À travers les vitres embuées du taxi, Thierry regardait défiler les grandes avenues parisiennes. Nathalie, qu’ils étaient allée chercher à la gare Montparnasse, était à ses côtés. Blanchard, devant, s’était assis à côté du conducteur. Après l’avenue Jean-Jaurès, le taxi vira à droite et prit l’allée de platanes avec, tout au bout, l’entrée du cimetière de Pantin.
Le rassemblement commençait à s’étoffer sur le terre-plein de l’entrée du cimetière de Pantin, entre les tristes parterres de maigre pelouse. À cet endroit le mur d’enceinte est blanc et les deux portails massifs, qui permettent de pénétrer dans le grand parc de la mort, sont surmontés de catafalques de pierre, dans le style pompier de la fin du XIXème siècle. Thierry sortit du taxi avec Nathalie.
Le ciel était gris et plat, bien en harmonie avec le lieu et l’heure. Quelques jeunes gens les regardèrent, en silence, tandis qu’ils s’approchaient du groupe. Une jeune fille, dont le visage aux yeux très légèrement bridés semblait à Thierry être d’origine sud-américaine, leur proposa à tous trois des œillets rouges. Certains les tenaient à la main, d’autres les avaient accrochés à la boutonnière.

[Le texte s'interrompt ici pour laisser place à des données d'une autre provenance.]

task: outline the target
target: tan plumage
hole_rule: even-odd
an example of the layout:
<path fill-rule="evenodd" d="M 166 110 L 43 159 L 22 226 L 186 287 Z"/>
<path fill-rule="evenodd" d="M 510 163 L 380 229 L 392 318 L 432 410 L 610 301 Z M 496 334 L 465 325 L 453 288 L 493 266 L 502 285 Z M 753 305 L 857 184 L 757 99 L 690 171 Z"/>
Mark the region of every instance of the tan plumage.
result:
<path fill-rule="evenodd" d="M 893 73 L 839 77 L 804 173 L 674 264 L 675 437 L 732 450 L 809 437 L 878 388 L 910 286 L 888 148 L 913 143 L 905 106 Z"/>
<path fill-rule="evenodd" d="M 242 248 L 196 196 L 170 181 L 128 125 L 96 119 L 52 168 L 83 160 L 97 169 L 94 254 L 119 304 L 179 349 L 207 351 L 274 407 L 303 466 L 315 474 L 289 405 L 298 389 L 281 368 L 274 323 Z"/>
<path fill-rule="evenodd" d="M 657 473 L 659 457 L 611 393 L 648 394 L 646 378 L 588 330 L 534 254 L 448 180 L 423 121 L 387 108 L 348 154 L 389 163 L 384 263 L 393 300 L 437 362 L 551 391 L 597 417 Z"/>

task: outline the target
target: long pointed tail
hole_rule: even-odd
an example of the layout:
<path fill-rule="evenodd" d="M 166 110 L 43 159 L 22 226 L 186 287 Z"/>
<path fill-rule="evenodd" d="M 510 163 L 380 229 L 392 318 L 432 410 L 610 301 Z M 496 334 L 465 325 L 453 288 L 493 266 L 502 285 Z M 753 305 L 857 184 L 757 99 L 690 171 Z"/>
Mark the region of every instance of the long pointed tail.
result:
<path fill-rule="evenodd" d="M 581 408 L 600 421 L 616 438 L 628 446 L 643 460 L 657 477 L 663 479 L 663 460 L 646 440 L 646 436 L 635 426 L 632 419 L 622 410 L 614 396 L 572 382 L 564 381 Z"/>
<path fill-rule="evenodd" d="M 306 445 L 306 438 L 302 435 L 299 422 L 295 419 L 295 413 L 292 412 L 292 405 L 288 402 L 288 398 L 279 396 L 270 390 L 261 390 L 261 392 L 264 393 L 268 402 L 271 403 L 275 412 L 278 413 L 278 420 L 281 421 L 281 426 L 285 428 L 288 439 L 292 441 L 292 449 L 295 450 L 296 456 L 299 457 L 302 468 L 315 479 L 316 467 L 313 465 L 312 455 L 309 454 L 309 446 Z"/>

Dans le silence du groupe, un monsieur africain, couvert d’un béret noir, avec une barbiche et des petites lunettes carrées, tenait la hampe d’un drapeau rouge marqué d’une faucille et d’un marteau. Nathalie se serra contre Thierry.
– Quelle drôle d’ambiance ?
Il faisait un peu froid.
Le corbillard métallisé arrivait. Il fit le tour du rond-point et déposa deux femmes. La plus âgée, tout en noir, une soixantaine d’années, dit quelques mots au chauffeur et le corbillard reprit sa marche et entra lentement dans le cimetière. L’autre femme, rousse et un peu plus jeune, en veste de jean, allant vers l’attroupement, pris un œillet tendu et dit :
– Chers camarades, nous allons accompagner Victor une dernière fois…
Et tout le groupe se mit en marche, lentement, et franchissant la porte monumentale pénétra dans l’allée principale du cimetière de Pantin.
Thierry ne connaissait personne et il détaillait discrètement chaque visage. Africains, Latinos, Asiatiques, Arabes, la plupart masculins et presque tous âgés d’une trentaine d’années… Il ne vit que les deux femmes, venues avec le corbillard, qui lui semblaient plus âgées et Européennes. Elles avaient pris la tête du convoi, serrées l’une contre l’autre, avançant silencieusement. Blanchard était lui tout derrière, suivant silencieusement le défilé.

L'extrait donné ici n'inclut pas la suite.